Rafaela Chivalski disse...

Oi Gerson!!

Fico feliz por você ter gostado do meu blog!

Voltei a postar por causa do curso de Linux Educacional, agora vou ter que escrever muito e fotografar mais ainda...rsrsrsrsrs.

Bjos!!

Unknown disse...

Duas coisas tão diferentes nao deveriam se misturar.... cada um acredita no que quer, e por isso mesmo procura a religião que se encaixa melhor com o seu perfil, ou nem procura religião!!! serão gerados conflitos completamente desnecessáiros.......

Manelim disse...

Pois é, Keila, o problema é quando a religião pensa que pode invadir a escola, um espaço republicano, em uma república laica...

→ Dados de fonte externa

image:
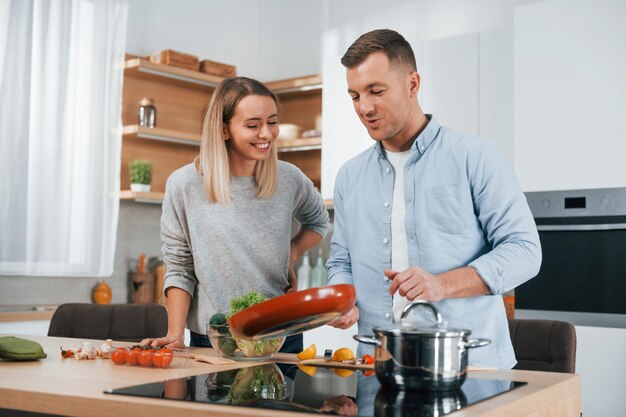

Não por outro motivo o chador (aquele véu castrador das muçulmanas) foi proibido nas escolas francesas. Cadê a liberdade das francesas muçulmanas? A liberdade esbarrou numa tentativa de invasão do espaço público pelas práticas e pela imposição religiosa. A República Francesa reagiu. Com todo o direito... Aqui, como alhures, tentam maquiar o obscurantismo com um verniz filosófico (se tanto).

Falando a verdade: não dá para fingir que é normal um adulto acreditar que o mundo tem seis mil anos... Nesse caso, o mundo é mais jovem que qualquer cachorro vira-lata... Francamente!